What are your views on this GStreamer Pipeline:-
- Using the
v4l2src
element for grabbing video frames from a USB3 HDMI. - Doing Video Prepossessing using elements like
videoscale
andvideoconvert
. - Passing the frames to the
appsink name=videosink
which acts as a sink for video andappsink name=audiosink
which acts as a sink for audio. - Loading and inferencing using
tensorflowlite model=model.tflite input=frame output=class_probabilities
. - We can do parallel processing using the
tee
element. One branch of the pipeline can be dedicated to commercial detection, where the ML model processes the video frames to identify commercial segments. Another branch can handle the rendering of the video stream to display the output locally. - After inferencing, we can do postprocessing and then we will render the output frame.
Hello, @jkridner, @lorforlinux and other GSOC mentors!
Please review my proposal here.
Tell me what you guys think about my ideas and if I need to do more research in some areas. Also, check out the timeline I have mentioned and suggest changes if any.
Since NNStreamer is specifically designed for efficient and flexible data streaming for machine learning applications.
So I recommend for our task a combination of GStreamer and NNStreamer might be appropriate. We can use GStreamer for video playback and video-audio processing and utilize NNStreamer for commercial detection using neural networks. Since NNStreamer is optimized for machine learning tasks and provides efficient data streaming mechanisms, it can be beneficial for running inferences on video frames to detect commercials.

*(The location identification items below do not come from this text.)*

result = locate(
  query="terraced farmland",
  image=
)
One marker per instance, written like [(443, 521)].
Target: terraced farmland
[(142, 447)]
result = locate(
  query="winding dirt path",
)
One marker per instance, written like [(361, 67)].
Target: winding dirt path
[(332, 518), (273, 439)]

Please give your thoughts on this:-
- Use GStreamer to read the video file and extract individual frames.
- Process each frame using NNStreamer to perform commercial detection using a pre-trained neural network model.

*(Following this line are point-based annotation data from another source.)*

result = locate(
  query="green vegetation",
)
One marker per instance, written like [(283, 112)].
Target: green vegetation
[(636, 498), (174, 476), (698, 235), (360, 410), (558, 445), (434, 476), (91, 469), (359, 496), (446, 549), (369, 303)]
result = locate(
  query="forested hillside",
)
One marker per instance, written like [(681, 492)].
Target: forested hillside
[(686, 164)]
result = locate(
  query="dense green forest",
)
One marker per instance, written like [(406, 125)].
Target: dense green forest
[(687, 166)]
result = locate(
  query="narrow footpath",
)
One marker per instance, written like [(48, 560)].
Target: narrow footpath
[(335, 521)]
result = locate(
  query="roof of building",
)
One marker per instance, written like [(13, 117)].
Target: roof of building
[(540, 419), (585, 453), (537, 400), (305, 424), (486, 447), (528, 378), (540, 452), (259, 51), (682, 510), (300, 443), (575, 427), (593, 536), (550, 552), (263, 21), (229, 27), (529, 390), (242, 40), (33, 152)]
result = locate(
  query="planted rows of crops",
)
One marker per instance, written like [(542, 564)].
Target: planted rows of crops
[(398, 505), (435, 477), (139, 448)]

- Based on the commercial detection results, apply the necessary actions (e.g., blur video frames and replace audio for commercial segments).
- Use GStreamer to display the processed video with the applied effects.
If you guys also like this idea, I will go ahead and add this to my GSOC proposal as well.
Just cut the commercial out completely and splice the ends. Assume 5 minutes is the max time you will ever be exposed to commercials, so buffer then cut and then play with an overall delay of 5 minutes.
This way you will have a continuous experience, segmented by a commercial or blank/fuzzy screen would be the same annoyance to the end user.
The AI64 can handle the 5 or so minutes of buffering when you have a NVMe on the board.
Also, if the project does get awarded to you make sure you use features of the AI64 SoC that are only available on the Ti chips.